A noite às vezes me pega acordada

A noite às vezes me pega acordada

12:20 Mariana Moraes 0 Comentarios

A noite às vezes me pega acordada, pouco envolvida pelo edredom que aquece meus pés gelados. Ela me flagra admirando o mesmo teto de sempre à pouca luz que meu quarto permite entrar pela janela de cortinas dançantes. A gentileza nos movimentos dos panos convida o sereno para me abanar. O silêncio que a noite traz consigo ao me visitar dá a oportunidade da minha mente falar em tom alto, pela primeira vez no dia, comigo mesma.

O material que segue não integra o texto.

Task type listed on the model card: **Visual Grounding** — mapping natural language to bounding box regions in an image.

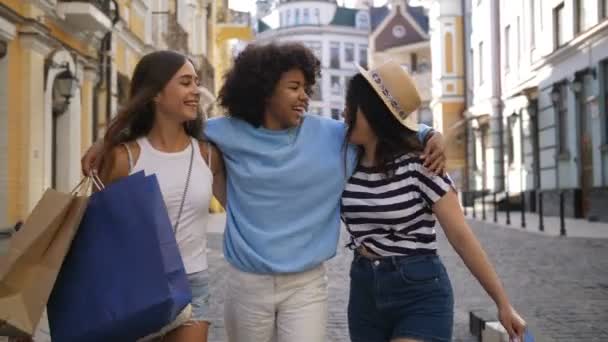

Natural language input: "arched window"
[356,11,370,30]
[444,32,454,73]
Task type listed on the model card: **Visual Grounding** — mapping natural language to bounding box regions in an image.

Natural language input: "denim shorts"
[187,270,211,322]
[348,252,454,342]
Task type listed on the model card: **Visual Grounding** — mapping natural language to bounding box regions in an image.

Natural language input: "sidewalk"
[464,204,608,239]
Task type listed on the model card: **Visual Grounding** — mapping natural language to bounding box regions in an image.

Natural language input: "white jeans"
[224,263,329,342]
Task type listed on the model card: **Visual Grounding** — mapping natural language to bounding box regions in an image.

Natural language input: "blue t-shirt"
[205,115,431,274]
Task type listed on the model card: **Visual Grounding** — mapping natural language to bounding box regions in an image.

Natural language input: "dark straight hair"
[343,73,423,178]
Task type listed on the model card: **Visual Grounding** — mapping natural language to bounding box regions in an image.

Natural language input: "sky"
[228,0,389,13]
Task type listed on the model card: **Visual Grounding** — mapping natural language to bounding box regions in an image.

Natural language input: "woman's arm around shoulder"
[199,141,226,207]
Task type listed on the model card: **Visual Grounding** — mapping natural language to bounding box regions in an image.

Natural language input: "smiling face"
[154,60,201,123]
[263,68,310,129]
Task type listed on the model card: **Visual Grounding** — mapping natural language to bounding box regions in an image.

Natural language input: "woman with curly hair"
[82,42,445,342]
[204,42,444,342]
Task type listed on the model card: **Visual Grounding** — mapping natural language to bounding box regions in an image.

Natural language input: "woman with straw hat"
[340,61,527,342]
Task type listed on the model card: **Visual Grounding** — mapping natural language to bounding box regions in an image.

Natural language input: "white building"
[255,0,371,119]
[464,0,608,221]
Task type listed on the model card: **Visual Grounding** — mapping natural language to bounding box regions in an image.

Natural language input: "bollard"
[493,191,498,222]
[560,191,567,236]
[539,191,544,232]
[463,192,468,216]
[521,193,526,229]
[482,191,486,220]
[505,191,511,225]
[472,192,477,219]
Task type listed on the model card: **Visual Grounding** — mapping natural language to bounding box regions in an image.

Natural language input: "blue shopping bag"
[48,171,192,342]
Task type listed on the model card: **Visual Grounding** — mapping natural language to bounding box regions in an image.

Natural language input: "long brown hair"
[102,50,204,160]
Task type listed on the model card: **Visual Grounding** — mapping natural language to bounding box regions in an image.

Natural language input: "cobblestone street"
[206,215,608,342]
[2,215,607,341]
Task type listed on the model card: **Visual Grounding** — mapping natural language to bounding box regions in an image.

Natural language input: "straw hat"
[356,60,422,131]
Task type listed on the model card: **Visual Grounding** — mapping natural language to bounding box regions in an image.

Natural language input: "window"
[507,115,516,165]
[444,33,454,73]
[504,25,511,71]
[309,41,322,60]
[286,10,291,26]
[303,8,310,24]
[411,53,418,72]
[359,44,368,69]
[311,81,322,101]
[419,107,433,126]
[604,60,608,143]
[530,0,536,49]
[555,83,569,154]
[478,42,484,84]
[554,3,566,48]
[314,8,320,24]
[345,75,353,89]
[309,107,322,115]
[331,108,342,120]
[575,0,595,33]
[345,43,355,63]
[356,11,370,30]
[469,48,475,89]
[330,42,340,68]
[604,0,608,18]
[330,76,342,95]
[280,12,284,26]
[295,9,301,24]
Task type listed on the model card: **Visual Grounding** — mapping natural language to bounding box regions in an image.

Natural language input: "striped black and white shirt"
[341,153,454,257]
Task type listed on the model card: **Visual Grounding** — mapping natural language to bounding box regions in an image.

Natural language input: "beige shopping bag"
[0,179,91,337]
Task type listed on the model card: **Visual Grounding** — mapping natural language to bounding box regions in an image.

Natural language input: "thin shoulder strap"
[207,141,212,170]
[122,143,134,172]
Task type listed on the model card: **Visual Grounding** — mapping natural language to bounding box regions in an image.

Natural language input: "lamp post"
[51,63,78,189]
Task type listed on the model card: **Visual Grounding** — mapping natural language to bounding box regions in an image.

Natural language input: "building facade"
[369,0,432,127]
[0,0,216,228]
[254,0,371,119]
[463,0,608,222]
[415,0,467,189]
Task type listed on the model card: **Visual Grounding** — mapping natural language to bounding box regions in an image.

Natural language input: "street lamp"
[550,87,561,104]
[52,63,78,115]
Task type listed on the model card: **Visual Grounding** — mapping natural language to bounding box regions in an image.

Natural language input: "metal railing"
[462,189,567,236]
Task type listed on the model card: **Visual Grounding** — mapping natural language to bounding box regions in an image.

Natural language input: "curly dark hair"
[218,42,321,127]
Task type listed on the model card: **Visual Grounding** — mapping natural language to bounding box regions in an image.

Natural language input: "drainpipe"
[491,0,504,192]
[461,0,469,193]
[93,33,109,141]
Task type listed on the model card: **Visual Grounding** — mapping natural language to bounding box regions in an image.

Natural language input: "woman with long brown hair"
[98,50,225,342]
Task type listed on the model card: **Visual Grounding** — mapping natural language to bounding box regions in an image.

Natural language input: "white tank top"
[127,137,212,274]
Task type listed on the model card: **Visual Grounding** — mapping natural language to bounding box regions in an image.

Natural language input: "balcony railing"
[59,0,111,15]
[57,0,114,32]
[164,11,189,53]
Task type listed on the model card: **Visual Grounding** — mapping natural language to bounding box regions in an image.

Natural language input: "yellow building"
[418,0,466,189]
[210,0,253,104]
[0,0,118,228]
[0,0,217,227]
[369,1,433,127]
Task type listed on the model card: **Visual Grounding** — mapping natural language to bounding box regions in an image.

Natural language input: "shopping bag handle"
[70,174,105,195]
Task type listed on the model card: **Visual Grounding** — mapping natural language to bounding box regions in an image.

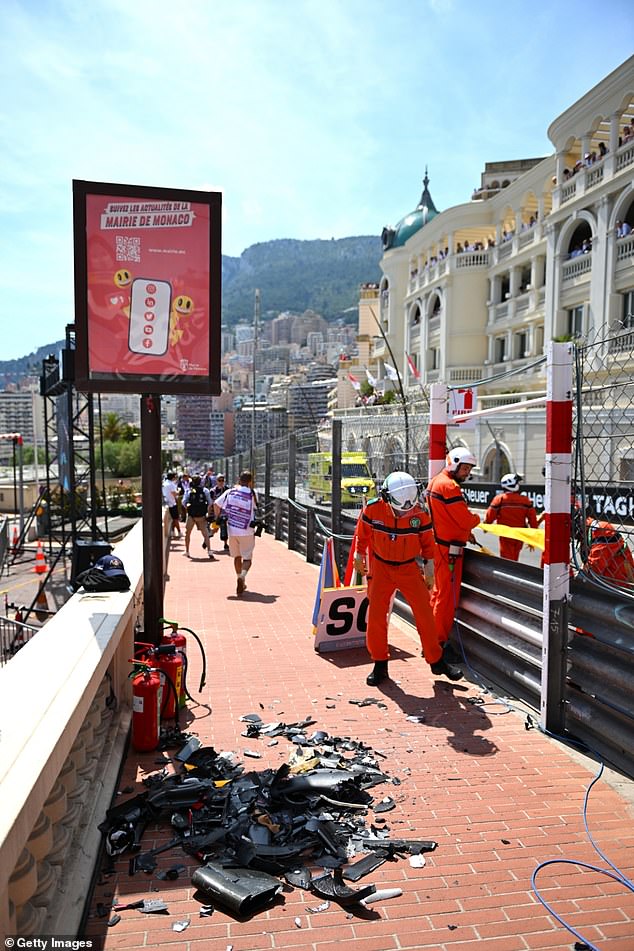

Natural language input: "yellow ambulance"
[307,452,375,505]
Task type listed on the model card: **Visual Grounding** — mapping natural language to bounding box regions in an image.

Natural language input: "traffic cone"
[33,540,47,575]
[35,588,49,622]
[12,525,19,552]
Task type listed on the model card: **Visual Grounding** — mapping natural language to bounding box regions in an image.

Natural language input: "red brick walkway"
[85,531,634,950]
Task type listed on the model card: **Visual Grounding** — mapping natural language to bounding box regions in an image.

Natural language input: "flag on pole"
[348,372,361,391]
[406,353,420,379]
[311,538,341,632]
[364,367,377,387]
[384,363,399,382]
[343,505,369,586]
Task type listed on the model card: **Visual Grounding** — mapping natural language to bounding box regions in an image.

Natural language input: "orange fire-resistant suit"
[584,518,634,584]
[427,468,480,644]
[485,490,538,561]
[355,497,442,664]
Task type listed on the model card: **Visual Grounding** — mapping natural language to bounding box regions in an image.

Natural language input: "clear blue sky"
[0,0,631,360]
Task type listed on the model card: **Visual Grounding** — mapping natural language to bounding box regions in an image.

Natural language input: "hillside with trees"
[221,235,382,324]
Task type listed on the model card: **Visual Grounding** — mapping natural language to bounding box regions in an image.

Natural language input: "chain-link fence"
[571,327,634,598]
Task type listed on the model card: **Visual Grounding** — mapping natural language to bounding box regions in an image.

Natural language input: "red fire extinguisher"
[160,618,207,709]
[161,622,188,709]
[134,643,183,721]
[153,645,183,720]
[130,664,162,752]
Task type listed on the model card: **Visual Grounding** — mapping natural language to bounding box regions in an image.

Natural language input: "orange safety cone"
[12,525,19,552]
[33,540,47,575]
[35,588,49,622]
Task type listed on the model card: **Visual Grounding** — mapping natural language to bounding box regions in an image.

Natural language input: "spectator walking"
[214,470,259,595]
[177,471,192,522]
[485,473,538,561]
[162,472,182,538]
[208,474,229,550]
[427,448,480,652]
[185,475,216,560]
[354,471,463,686]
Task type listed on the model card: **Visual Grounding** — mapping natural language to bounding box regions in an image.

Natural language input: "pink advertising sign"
[73,181,221,395]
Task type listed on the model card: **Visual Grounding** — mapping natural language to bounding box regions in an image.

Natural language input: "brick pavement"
[84,530,634,950]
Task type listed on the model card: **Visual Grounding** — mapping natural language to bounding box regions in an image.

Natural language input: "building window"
[619,455,634,480]
[567,305,584,337]
[622,290,634,329]
[536,325,545,354]
[495,337,507,363]
[514,331,528,359]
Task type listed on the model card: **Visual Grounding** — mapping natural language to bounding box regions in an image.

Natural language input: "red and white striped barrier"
[428,382,448,481]
[540,341,573,731]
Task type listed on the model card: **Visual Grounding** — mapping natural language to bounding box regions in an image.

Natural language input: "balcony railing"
[562,253,592,283]
[561,180,577,204]
[616,234,634,268]
[497,240,514,260]
[616,141,634,172]
[518,228,536,248]
[455,250,490,269]
[608,330,634,355]
[449,366,486,383]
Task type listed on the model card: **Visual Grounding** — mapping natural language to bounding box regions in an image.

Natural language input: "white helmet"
[382,471,419,513]
[500,472,521,492]
[445,447,477,473]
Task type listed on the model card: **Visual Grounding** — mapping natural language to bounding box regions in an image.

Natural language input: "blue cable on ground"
[531,758,634,951]
[448,557,634,949]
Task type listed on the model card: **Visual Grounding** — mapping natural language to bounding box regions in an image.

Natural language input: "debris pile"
[97,713,436,920]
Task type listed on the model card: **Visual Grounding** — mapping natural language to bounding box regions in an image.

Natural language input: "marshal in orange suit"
[354,472,463,686]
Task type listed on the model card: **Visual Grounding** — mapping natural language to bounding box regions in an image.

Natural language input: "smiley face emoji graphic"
[173,295,194,315]
[114,269,133,288]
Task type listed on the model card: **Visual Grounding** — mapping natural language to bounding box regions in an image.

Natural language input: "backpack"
[74,555,131,592]
[187,485,208,518]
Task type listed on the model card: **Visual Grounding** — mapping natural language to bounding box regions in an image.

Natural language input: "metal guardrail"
[0,615,38,666]
[267,495,634,779]
[457,552,634,778]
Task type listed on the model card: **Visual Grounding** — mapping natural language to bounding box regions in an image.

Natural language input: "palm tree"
[101,412,124,442]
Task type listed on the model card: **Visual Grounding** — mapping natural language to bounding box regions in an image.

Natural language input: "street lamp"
[251,289,261,473]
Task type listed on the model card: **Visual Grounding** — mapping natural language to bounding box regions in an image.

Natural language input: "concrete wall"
[0,518,166,936]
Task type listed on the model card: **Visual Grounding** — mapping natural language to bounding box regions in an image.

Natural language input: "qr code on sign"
[116,235,141,263]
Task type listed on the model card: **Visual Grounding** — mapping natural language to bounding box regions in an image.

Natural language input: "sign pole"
[141,394,164,645]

À claridade do dia, pensamentos vêm e vão com tanta rapidez, ideias surgem e desaparecem abruptamente sem nem ao menos eu conseguir pensar em compô-las. Mas a noite é o meu momento. É a madrugada que ouve o repertório da minha vida, a destreza da minha poesia, a serenata que recebi e a angústia que sofri. Ela me deixa espaço para fazer quaisquer planos. Esses que estou sempre reinventando em minha imaginação tão viva e inconstante. Muitos deles, porém, ainda são os mesmos. Não que eu tenha medido esforços, é que nem todos os caminhos têm atalho. E alguns são espinhosos, outros de difícil acesso, mas são trilháveis. Afinal, entendo que somos pacatos sonhadores, cada um com sua subjetividade, desbravando o mundo da maneira que lhe convém.

Colocando-me à mercê de todos os meus sentimentos e vivências, contei ao escuro da noite sobre como eu sinto falta da minha pouca idade, quando eu beirava os sete. Eu me lembro das tardes de desenho e leite morno, vivendo apenas naquele pequeno mundo que a mim foi apresentado até então. Gosto de pensar que já senti a textura dessa minúcia, dessa simplicidade. Faz-me bem recordar velhos momentos. Perto das três da manhã, porém, faço um importante ressalvo do agora, dizendo a noite que eu continuo pregando palavras e borrões pelos papéis quando assim for possível. Que eu estou amadurecendo as concepções, mas também me percebo divagando pelos arredores das minhas estradas. Ao final de sua afável visita, a madrugada se desvanece sutilmente entre as cores de um céu destemido de limites. É por isso que nos damos tão bem.